I'm on the market for a new bike computer, and I've been looking at gps models lately.

At first, I was considering garmin edge 305 or 705, but the high price (200$ for a used 305 and 300$ for a used 705) make me consider the choice.

Then I came across other models from Garmin, not bike specific, a bit bulkier, but that seems to be far more versatile, namely the GPSmap 60Csx, 62s and Colorado 300/400.

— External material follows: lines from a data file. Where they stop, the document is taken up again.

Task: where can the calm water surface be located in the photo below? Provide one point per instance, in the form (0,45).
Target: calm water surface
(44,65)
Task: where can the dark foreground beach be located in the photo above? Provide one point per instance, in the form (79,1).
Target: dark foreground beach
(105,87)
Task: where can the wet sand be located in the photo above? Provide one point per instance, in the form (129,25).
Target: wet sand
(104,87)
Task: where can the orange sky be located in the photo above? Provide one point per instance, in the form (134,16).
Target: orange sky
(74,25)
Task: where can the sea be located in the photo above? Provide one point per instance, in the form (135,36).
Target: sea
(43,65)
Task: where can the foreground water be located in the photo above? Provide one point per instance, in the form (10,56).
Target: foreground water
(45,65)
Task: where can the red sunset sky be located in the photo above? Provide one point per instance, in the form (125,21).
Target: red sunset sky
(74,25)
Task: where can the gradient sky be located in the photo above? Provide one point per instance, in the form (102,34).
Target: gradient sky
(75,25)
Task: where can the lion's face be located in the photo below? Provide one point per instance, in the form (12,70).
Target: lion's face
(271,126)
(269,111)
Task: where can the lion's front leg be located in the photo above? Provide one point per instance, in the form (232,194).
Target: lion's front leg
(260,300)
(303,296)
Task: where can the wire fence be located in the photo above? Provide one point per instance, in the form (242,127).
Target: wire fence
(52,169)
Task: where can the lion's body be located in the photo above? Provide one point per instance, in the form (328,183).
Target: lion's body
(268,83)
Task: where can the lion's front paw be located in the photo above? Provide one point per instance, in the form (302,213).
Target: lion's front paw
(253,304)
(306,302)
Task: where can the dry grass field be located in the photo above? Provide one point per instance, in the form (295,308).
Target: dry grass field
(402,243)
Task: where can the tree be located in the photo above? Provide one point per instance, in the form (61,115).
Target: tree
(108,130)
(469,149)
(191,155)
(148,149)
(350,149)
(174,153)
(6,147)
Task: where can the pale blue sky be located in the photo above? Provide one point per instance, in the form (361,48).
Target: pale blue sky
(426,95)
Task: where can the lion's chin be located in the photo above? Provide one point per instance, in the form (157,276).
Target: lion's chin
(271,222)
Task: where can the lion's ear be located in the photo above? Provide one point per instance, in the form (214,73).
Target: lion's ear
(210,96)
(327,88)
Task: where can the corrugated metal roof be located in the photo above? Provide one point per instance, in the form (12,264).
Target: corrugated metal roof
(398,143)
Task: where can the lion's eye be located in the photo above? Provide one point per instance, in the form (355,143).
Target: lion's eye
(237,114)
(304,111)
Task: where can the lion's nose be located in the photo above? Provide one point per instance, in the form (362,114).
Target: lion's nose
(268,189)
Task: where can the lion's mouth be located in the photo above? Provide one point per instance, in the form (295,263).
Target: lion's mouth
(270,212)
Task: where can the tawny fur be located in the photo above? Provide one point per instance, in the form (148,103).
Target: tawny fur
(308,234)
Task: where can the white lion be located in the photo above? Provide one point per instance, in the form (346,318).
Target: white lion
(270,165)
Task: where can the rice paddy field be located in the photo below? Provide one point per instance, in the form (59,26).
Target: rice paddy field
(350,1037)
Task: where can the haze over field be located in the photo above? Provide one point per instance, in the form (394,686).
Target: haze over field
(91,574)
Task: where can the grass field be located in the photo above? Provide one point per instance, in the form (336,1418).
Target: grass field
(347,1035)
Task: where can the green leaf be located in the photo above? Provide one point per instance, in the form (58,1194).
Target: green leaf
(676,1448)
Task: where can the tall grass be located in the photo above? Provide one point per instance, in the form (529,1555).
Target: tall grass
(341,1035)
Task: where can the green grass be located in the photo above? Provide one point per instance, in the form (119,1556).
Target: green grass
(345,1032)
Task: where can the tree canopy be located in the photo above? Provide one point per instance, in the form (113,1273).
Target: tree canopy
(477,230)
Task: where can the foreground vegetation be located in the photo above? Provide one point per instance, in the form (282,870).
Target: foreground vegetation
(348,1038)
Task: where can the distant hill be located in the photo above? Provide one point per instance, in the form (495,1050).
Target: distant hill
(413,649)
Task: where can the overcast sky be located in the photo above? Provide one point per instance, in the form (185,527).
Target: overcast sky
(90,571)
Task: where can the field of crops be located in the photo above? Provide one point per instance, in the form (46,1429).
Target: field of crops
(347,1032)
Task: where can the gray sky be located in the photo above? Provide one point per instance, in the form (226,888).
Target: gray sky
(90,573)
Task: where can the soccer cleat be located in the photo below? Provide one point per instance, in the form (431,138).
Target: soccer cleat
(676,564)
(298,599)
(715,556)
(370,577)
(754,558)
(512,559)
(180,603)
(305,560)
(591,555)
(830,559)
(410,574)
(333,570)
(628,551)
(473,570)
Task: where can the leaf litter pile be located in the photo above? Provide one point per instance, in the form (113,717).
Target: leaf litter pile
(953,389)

Here is the thing: I don't really mind about the weight, I plan on using it for training and long marathon races, for shorter 1h XC races I still have my beloved cateye strada that works like a charm.

Now here is my wishlist:
- Ability to see my trace on the computer when I come home
- Altimeter and ability to display the terrain profile (at least what I've already done)
- Possibility of using an HRM (I don't plan on using it all the time, if at all, but it's good to have at least the possibility. I don't mind about the ability to display heart zones, I would just like to be able to recover the data at the end of the day)
- Precision is important (I'm a bit of a geek, I like having top of the line electronics), GPSmaps and Colorado seems far superior to garmin edge
- Ability to use it for hiking or geocaching, and car navigation


I've seen the Garmin colorado for 200$, but I keep reading reviews that the screen is not that bright, that there is recurring stability problems...
Have anyone used a colorado on his bike?

Otherwise I've read that both 60CSx and 62s are excellent, the latter being capable of handling HRM and cadence (so is the colorado), but the 62s is almost 350$, the same price as a garmin edge 705, more bike-oriented...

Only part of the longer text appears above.